Saying that California "has forsaken racing and its needs," the president of Churchill Downs Inc. announced July 6 that the company has sold historic Hollywood Park to Bay Meadows Land Company for $260 million.
Tom Meeker, CDI's chief executive officer as well, said the company selected Bay Meadows Land from a host of other real estate development interests that also bid on the property "because it was the most attractive offer we received."
But during a press conference held at Hollywood Park, he also emphasized that as part of the deal, Bay Meadows Land has committed to continue racing at the 67-year-old Inglewood track for a minimum of three years.
"In Bay Meadows, we selected a buyer who not only recognized the value of Hollywood Park, but also is committed to continuing racing there and motivated to improve the California racing environment," Meeker said.
Hollywood Park has hosted the Breeders' Cup World Thoroughbred Championships on three occasions, including the inaugural event in 1984.
The sale of the 238-acre property, which includes a large cards-only casino, is expected to be completed Sept. 20. Although CDI will not be involved in the management of the racing facility once the sale is complete, Terry Fancher, president of Bay Meadows Land, said most of the employees would be retained. Rick Baedeker, the current track president, is to continue in that role, he said, while Jack Liebau, who runs Bay Meadows in Northern California, would be in charge of corporate operations.
Hollywood Park will remain a part of CDI's simulcast network.
A unique provision in the sale agreement would allow Churchill to re-purchase majority interest in Hollywood Park in the next three years, presuming there was a change in state policy that would allow alternative gaming at the track.
Fancher and his partners, now Stockbridge Capital Partners, LLC, have owned Bay Meadows since 1997, developing approximately half of the site while continuing the racing operation. A plan to turn the rest of the Bay Area track -- nearly 90 acres -- into a housing, retail, office, and transportation center is in the approval stage with the City of San Mateo.
But Fancher made it clear he would prefer to keep Hollywood Park alive for racing.
"We love the racing business," he said. "We love to have a place that people love to come to enjoy what the racetrack has to offer... (Hollywood Park is) a great asset as a racing entity.
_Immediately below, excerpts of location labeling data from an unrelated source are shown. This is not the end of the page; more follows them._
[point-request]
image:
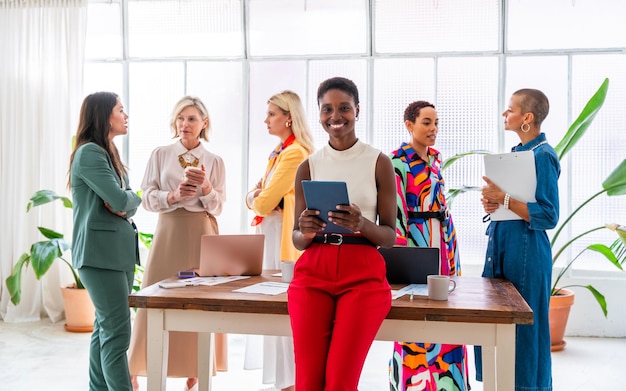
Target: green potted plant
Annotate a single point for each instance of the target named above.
(79, 310)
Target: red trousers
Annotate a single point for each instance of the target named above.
(337, 300)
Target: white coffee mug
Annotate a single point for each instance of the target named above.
(440, 286)
(286, 269)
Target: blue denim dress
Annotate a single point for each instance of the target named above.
(520, 252)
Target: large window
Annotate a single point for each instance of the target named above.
(465, 57)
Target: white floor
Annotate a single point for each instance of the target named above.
(43, 356)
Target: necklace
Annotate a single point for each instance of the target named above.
(188, 159)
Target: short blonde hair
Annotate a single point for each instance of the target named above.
(289, 103)
(187, 101)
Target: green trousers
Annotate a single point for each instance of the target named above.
(108, 363)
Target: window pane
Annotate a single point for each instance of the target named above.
(355, 70)
(566, 24)
(398, 82)
(292, 27)
(104, 31)
(191, 28)
(103, 77)
(414, 26)
(467, 105)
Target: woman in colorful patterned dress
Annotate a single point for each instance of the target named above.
(422, 221)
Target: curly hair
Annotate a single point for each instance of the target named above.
(338, 83)
(412, 111)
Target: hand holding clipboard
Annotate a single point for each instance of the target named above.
(514, 173)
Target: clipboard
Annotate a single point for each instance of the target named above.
(515, 174)
(325, 196)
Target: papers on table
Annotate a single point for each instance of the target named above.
(196, 281)
(411, 290)
(265, 288)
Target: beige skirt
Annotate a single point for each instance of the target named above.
(175, 246)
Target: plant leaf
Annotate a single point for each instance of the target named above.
(619, 249)
(607, 252)
(615, 184)
(50, 234)
(42, 197)
(578, 128)
(14, 281)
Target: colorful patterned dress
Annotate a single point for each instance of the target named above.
(420, 188)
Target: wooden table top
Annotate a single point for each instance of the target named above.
(475, 300)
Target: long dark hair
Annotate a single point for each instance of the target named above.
(94, 127)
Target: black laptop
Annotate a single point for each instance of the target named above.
(410, 265)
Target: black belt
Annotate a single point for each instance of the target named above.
(337, 239)
(440, 215)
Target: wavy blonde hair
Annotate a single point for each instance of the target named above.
(185, 102)
(289, 103)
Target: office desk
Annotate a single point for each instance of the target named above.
(480, 311)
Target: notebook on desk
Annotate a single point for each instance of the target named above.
(231, 255)
(410, 265)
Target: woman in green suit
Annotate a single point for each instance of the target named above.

"We're committed to racing at Hollywood Park for a minimum of three years," Fancher added. "But it's our goal to continue for much longer than that. For the people who are leading the state in Sacramento, this is the time to step forward to do something to help racing."
Fancher said he would continue to work with legislators to craft some sort of agreement that would lessen the impact of Indian gaming on the state's racing industry.
CDI has been disappointed with the track's financial performance since buying the facility in 1999 for $140 million from then-owner Hollywood Park Inc., which now does business as Pinnacle Entertainment Inc.
Pinnacle will continue to operate the Hollywood Park Casino under a long-term lease.
Meeker said that CDI's attempts in the past two or three years to improve the racing environment in the face of state-owned lotteries and Indian gaming -- including a failed racetrack slots initiative last year -- was a factor in the decision to sell.
"The business environment has been difficult," he said, also listing the state's energy crisis and workers' compensation issues as primary problems "that have given us pause."
Fancher said Bay Meadows Land has agreed to spend $5 million in capital improvements, provided that the California Horse Racing Board approves its license to operate and allocates racing dates. Repairing the Hollywood Park turf course, a project that had been planned by CDI next year, is the first undertaking, he said. A Polytrack racing surface for the main track is also in the works, provided that long-term racing proves viable, he said.
In the meantime, Bay Meadows Land will engage with the city of Inglewood in "cooperative discussions" about the future of the site in the event racing needs to be curtailed, Fancher said.
The pending sale of Hollywood Park follows a February announcement in which CDI officials stated they were exploring options to maximize the value of the Inglewood racetrack.
Hollywood Park is located 11 miles southwest of downtown Los Angeles and three miles from Los Angeles International Airport.